England stun New Zealand to guarantee a repeat winner

England will play in their second ICC WT20 final on Sunday
England will play in their second ICC WT20 final on Sunday
©Chetan Narula / Cricket World
 

England stunned New Zealand to enter the final of the ICC World T20 2016 and leave their opponents as bridesmaids - once again.

They will now wait in Kolkata for the winners of the second semi-final between India and West Indies in Mumbai tomorrow.

New Zealand Tripped

On a typical Kotla wicket with less than decent bounce and turn, New Zealand were in two minds whether to bat or bowl. Things were made easier for them as England won the toss and opted to bowl first, keeping the dew factor in mind as well.

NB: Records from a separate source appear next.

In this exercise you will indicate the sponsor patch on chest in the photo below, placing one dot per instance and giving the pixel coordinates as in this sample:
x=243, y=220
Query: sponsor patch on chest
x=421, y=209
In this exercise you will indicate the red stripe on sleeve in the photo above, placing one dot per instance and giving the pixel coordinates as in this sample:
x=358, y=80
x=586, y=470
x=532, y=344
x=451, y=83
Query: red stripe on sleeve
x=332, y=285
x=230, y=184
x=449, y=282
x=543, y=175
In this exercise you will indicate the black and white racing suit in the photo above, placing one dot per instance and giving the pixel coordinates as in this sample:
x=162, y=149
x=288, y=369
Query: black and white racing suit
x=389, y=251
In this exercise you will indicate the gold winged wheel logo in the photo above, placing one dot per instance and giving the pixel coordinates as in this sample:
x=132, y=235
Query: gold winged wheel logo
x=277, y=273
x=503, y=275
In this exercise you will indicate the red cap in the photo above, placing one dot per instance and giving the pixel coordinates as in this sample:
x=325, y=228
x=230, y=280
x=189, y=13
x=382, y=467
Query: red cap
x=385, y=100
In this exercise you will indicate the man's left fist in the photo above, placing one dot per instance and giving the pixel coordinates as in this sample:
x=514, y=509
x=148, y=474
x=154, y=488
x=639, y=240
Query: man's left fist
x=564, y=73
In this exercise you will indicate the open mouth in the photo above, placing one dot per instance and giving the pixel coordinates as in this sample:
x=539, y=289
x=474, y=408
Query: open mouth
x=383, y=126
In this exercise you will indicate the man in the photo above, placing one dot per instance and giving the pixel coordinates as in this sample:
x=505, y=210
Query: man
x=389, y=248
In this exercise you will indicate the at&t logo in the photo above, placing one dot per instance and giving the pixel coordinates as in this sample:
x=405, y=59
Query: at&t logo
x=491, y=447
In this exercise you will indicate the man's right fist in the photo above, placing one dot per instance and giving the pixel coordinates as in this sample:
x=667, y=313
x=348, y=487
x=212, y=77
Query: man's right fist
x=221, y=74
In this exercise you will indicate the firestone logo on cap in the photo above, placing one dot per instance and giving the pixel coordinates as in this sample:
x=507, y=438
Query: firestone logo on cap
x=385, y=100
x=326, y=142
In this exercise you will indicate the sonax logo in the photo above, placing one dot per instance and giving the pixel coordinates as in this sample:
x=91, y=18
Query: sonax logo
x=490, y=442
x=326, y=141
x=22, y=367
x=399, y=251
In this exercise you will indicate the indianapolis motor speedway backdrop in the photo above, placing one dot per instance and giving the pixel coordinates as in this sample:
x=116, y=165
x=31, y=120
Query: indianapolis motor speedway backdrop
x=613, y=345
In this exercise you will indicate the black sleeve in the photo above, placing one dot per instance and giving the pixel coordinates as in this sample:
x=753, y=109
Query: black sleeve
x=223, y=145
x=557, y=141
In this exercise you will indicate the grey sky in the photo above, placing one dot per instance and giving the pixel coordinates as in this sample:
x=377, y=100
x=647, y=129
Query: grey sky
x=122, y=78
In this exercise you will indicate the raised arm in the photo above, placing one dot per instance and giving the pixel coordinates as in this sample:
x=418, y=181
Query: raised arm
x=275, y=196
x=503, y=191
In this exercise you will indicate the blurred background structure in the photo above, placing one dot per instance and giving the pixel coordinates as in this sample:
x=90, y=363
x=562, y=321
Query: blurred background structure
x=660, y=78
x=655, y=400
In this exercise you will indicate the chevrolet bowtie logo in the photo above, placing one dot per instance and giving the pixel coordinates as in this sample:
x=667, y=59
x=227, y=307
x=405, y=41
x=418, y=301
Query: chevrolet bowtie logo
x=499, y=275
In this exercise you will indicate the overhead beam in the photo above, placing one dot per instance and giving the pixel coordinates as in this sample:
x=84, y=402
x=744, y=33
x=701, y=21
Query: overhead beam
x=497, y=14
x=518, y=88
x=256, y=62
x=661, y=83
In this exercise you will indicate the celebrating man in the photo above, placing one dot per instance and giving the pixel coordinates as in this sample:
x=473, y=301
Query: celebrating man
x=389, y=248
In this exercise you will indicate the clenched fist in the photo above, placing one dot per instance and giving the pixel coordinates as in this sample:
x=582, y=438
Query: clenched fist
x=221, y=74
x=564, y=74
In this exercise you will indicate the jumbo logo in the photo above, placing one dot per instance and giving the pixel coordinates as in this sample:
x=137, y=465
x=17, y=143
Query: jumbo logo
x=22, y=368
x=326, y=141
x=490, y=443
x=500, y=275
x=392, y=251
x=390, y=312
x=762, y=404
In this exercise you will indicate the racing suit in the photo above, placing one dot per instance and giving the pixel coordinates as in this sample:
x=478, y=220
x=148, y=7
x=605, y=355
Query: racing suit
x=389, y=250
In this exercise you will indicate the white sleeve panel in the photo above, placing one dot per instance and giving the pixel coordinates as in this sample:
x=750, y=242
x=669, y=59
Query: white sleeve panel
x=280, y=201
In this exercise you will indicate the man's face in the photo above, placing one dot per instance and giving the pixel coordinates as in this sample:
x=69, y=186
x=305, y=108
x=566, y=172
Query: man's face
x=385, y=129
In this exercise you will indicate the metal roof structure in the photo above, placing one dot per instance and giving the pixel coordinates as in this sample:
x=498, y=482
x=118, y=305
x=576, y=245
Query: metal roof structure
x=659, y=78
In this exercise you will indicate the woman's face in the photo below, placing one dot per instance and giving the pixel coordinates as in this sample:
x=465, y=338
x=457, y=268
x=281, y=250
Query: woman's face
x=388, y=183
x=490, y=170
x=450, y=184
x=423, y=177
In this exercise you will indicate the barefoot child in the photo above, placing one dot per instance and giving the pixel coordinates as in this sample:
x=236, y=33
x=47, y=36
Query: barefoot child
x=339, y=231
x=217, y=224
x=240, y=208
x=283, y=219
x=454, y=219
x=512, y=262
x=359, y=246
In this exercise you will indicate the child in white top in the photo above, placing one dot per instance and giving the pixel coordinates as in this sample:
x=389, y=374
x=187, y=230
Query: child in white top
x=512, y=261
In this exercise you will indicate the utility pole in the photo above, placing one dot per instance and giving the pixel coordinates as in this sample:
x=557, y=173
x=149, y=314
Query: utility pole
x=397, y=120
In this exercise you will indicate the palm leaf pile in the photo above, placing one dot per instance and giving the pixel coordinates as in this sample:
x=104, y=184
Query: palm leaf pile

Martin Guptill (15) and Kane Williamson (32) tried for the usual quick start, but they didn’t get too far, with the former caught behind off David Willey (1-17) in the third over. It brought Colin Munro (46 runs off 32 balls) to the crease, and for once he made full use of his license to hit out from ball one. He smacked seven fours and a six during his stay, and put on 74 runs for the second wicket with Williamson.

In doing so, they brought up the 50-mark in the sixth over and New Zealand were placed at 89 for one at the halfway mark in the innings. The pitch seemed flatter at this particular time in the innings than during the weekend, and the Black Caps needed to breach the 180-run mark atleast to feel safe here at the Kotla.

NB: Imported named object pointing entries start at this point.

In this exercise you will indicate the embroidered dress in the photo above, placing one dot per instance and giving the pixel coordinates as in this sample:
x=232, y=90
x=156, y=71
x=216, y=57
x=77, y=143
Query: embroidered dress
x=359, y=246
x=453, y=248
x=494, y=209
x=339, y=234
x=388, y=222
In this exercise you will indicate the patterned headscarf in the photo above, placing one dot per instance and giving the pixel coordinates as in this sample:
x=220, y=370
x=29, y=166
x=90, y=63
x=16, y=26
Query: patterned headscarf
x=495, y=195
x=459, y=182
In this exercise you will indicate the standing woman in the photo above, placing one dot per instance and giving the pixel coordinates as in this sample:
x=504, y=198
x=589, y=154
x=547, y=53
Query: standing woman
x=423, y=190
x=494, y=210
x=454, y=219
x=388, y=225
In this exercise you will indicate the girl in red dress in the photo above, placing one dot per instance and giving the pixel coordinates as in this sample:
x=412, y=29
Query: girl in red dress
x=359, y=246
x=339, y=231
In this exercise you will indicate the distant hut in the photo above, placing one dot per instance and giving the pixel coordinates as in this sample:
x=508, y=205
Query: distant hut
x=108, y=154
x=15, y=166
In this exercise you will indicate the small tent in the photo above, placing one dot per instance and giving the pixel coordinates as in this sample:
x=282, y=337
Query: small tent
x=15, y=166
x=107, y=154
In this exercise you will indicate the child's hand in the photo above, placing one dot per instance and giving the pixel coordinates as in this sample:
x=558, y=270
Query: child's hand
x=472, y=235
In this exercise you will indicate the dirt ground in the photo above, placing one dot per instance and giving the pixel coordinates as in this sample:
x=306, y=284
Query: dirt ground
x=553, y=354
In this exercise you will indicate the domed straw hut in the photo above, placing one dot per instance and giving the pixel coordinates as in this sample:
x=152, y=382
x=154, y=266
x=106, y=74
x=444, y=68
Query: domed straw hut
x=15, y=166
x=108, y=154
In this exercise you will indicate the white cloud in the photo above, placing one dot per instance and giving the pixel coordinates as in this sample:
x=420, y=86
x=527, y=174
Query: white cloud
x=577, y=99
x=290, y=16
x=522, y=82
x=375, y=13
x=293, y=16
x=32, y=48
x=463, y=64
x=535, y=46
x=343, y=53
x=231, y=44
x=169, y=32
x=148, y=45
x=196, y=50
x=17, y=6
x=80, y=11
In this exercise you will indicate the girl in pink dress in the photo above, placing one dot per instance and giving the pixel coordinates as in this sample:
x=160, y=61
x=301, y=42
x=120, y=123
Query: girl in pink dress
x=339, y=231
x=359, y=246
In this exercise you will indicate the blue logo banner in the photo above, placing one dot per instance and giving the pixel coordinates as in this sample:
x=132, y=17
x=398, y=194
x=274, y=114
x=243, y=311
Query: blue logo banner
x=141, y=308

And they were in position to do that, with Munro and Williamson going strong, but England struck against the run of play in the 11th over, as Williamson skied a catch off Moeen Ali (1-10) and was caught by the bowler himself. Three overs later, when Munro cut Liam Plunkett (1-38) straight to Ali at third man, the momentum changed in favour of England.

From 107 for three at that point, it was a crawl for New Zealand, as the English bowlers never let them get away with the run rate. Ali, Chris Jordan (1-24) and Ben Stokes (3-26) put the squeeze on the New Zealand batting in the death overs, as they could only manage 64 runs in the last 10 overs.

While Ross Taylor (6) and Luke Ronchi (3) were dismissed cheaply, Stokes got rid of Corey Anderson (28) in the 18th over, as the last four overs yielded only 20 runs as New Zealand finished at a below par 153 for eight in 20 overs.

Jason Roy’s Blitzkrieg

Everything depended on the start of the second innings here at the Kotla. Would New Zealand pick up early wickets or would England get off to a quick start and dash their hopes?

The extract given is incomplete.